Looted by Nazis, Then Restituted, Two Old Master Paintings Head to Auction
An upcoming Christie's sale features two 17th century Dutch works tied up in WWII
On July 8, Christie’s will hold an Old Masters Evening Sale, covering several centuries’ worth of art history and featuring works by Sir Anthony van Dyck and Bernardo Bellotto. The history documented in these paintings and the role they play in art history itself is critically important, to be sure, but that’s not the only history at work here. As a new article by Angelica Villa at ARTnews points out, two of the paintings up for sale were restored to their original owners after an investigation into wartime looting by the Nazis.
The paintings in question are Jan Davidsz. de Heem’s Banquet Scene with Musicians and Shuffle Board Players and Dirk Hals and Dirck van Delen’s A Merry Company in a palatial interior. According to the article, the two paintings together should fetch a price between $5.2 million and $8.5 million.

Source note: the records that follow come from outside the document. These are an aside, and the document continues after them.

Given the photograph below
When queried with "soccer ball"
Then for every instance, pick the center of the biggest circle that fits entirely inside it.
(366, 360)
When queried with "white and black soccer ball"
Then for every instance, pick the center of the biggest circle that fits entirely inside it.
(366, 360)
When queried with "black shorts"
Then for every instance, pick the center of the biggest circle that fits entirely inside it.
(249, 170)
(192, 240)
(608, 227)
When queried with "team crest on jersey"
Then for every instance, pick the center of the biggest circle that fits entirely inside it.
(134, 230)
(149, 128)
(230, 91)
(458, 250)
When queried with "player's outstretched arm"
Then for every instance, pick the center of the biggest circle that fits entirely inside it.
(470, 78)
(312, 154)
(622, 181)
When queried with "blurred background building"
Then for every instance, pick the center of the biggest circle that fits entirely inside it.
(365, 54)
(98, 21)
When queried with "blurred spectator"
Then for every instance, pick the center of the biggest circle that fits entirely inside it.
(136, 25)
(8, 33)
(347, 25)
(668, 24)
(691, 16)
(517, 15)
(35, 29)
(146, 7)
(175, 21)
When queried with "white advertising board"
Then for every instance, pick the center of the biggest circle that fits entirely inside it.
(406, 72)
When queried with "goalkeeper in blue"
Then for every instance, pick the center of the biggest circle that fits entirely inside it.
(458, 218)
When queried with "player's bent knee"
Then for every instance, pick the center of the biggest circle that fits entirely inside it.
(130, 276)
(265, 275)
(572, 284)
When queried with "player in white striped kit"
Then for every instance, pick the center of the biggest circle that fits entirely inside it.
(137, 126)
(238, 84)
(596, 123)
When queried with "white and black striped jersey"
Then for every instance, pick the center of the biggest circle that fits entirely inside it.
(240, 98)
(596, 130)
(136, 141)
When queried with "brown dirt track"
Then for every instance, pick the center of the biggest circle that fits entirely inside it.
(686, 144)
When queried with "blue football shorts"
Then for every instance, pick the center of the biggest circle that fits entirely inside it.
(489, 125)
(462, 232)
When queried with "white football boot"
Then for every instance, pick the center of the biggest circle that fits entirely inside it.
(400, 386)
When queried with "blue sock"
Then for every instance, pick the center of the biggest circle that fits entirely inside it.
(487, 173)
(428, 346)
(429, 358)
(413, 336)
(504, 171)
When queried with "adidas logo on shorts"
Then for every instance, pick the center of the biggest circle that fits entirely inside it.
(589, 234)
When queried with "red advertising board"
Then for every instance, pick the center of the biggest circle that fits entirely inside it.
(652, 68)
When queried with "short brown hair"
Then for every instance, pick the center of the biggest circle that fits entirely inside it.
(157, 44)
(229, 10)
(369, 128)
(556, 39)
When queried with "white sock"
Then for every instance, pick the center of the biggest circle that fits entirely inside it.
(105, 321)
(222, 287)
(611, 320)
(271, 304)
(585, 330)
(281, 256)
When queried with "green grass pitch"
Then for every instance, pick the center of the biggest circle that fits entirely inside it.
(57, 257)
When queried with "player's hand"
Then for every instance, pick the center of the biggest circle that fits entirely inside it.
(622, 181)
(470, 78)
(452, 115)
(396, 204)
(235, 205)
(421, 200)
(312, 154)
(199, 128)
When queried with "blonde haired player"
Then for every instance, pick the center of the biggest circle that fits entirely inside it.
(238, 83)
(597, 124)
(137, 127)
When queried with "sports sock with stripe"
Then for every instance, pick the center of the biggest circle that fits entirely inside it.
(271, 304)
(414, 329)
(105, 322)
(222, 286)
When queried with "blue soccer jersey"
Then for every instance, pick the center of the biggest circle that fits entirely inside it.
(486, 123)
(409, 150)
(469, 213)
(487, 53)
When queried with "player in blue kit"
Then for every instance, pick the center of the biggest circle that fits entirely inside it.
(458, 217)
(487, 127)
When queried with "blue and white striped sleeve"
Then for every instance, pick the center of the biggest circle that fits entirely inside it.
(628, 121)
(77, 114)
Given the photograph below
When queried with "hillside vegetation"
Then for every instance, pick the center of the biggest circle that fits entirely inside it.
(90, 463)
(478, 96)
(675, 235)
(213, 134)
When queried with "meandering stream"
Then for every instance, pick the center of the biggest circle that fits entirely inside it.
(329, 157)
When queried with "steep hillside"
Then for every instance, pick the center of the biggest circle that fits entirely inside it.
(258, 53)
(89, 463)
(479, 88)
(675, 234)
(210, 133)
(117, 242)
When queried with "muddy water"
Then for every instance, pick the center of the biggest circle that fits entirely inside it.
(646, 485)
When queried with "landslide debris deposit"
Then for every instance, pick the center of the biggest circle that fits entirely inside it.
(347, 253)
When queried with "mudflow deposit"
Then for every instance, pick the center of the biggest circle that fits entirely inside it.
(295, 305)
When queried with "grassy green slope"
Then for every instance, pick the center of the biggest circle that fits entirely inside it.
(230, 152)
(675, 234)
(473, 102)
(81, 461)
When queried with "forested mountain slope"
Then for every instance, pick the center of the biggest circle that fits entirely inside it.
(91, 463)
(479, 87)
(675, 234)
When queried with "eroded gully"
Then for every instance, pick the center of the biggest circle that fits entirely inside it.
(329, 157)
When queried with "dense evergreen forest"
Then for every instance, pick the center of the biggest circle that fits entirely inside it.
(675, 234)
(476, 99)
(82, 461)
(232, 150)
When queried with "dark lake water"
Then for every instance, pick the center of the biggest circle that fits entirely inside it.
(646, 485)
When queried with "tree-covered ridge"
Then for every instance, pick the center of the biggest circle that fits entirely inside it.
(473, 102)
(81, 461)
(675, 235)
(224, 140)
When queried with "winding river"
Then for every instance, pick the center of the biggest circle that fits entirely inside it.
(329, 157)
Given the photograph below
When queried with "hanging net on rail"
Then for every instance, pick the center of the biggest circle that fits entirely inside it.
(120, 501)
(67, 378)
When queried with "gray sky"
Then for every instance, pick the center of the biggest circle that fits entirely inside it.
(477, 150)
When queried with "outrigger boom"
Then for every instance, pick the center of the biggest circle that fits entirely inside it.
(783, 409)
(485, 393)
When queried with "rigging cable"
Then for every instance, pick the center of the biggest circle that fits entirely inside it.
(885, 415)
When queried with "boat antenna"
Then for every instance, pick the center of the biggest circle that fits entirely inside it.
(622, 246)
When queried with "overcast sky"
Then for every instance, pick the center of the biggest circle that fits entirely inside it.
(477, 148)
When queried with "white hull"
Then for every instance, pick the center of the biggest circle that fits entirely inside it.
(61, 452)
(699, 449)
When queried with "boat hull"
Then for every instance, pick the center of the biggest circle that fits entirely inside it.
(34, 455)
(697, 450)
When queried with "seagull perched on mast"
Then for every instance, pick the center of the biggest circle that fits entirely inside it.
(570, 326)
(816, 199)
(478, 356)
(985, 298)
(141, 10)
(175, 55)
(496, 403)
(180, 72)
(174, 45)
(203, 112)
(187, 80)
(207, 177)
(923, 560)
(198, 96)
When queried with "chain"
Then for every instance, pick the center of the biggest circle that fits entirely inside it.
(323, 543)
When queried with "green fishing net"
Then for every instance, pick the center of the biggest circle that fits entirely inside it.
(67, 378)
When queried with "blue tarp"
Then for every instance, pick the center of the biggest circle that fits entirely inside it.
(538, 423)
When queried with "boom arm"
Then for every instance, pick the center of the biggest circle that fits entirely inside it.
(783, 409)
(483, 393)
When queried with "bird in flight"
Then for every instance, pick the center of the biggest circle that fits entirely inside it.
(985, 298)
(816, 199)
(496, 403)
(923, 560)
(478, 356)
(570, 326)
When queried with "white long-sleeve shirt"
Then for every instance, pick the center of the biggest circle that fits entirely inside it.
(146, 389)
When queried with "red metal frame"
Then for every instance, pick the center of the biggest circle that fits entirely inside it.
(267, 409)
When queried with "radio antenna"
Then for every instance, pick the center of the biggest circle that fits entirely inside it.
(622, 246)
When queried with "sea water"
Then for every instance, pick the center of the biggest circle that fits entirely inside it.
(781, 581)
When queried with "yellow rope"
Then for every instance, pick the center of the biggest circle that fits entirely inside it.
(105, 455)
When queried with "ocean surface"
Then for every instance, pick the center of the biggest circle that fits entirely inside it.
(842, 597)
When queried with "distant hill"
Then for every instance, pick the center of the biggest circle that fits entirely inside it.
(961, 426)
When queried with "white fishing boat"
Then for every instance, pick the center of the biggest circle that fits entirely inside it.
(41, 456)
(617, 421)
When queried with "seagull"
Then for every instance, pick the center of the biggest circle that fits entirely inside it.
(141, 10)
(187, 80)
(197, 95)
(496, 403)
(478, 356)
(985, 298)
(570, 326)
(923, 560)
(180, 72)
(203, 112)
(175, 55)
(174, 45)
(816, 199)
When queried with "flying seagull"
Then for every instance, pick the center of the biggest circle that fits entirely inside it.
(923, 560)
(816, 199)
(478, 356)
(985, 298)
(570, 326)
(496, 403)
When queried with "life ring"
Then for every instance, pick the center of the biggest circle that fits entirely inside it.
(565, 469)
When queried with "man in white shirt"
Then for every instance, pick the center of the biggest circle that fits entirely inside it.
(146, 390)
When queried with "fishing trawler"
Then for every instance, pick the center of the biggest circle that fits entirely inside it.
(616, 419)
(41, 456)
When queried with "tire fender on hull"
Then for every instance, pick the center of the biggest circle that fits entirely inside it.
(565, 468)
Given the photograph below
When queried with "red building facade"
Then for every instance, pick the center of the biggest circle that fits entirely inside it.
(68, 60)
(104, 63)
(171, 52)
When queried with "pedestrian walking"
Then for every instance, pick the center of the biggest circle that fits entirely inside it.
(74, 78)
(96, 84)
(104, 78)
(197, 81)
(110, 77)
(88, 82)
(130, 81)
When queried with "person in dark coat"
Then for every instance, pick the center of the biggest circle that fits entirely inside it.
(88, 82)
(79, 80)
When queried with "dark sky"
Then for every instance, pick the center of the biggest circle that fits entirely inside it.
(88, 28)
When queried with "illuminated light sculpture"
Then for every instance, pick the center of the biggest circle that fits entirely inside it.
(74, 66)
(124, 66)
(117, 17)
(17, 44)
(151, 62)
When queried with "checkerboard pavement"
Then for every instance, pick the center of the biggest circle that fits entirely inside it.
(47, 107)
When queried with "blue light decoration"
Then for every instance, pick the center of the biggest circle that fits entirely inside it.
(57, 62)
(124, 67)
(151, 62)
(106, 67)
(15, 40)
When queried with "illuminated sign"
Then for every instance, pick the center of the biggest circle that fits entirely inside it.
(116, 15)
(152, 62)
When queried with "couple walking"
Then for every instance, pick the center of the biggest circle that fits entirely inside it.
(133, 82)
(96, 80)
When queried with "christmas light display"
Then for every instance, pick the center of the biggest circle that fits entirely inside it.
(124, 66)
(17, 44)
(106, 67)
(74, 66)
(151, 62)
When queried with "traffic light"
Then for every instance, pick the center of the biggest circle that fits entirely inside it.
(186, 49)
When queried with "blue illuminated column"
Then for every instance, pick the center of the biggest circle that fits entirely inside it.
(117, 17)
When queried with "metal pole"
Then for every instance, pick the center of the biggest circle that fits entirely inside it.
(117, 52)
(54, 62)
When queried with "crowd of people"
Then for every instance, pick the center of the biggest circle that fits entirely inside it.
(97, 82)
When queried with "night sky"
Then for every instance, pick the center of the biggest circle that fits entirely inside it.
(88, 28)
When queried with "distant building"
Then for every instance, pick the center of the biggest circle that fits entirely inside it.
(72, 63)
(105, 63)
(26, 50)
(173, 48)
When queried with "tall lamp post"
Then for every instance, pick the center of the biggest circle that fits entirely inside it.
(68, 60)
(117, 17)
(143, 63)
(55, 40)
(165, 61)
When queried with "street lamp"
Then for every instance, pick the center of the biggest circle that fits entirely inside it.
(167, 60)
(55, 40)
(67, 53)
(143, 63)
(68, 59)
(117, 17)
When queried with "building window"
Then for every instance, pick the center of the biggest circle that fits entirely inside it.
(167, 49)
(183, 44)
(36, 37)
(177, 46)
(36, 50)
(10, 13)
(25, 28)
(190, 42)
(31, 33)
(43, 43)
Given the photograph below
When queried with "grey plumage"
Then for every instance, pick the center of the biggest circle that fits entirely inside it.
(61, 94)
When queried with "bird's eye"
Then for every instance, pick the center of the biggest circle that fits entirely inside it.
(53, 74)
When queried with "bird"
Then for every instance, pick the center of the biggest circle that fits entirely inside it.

“The works’ original owner, Jacob Lierens, lived in Amsterdam and … was forced to sell his collection at [a] 1941 auction in Amsterdam, when the city was under Nazi occupation,” Villa wrote. “In 1943, Lierens and his wife, Johanna, were arrested and detained in the Westerbork transit camp in northeastern Netherlands. They were later released in exchange for payment and went into hiding.”
Instead of ending up in a museum of looted art planned by Adolf Hitler, they were recovered by the Monuments Men and placed in care of the Dutch government. Decades later, a committee recommended that the paintings be returned to the Lierens family. In 2019, this restitution took place.
And now, there’s a new chapter dawning for the works in question, after almost a century of movement related to one of the bleakest periods of world history.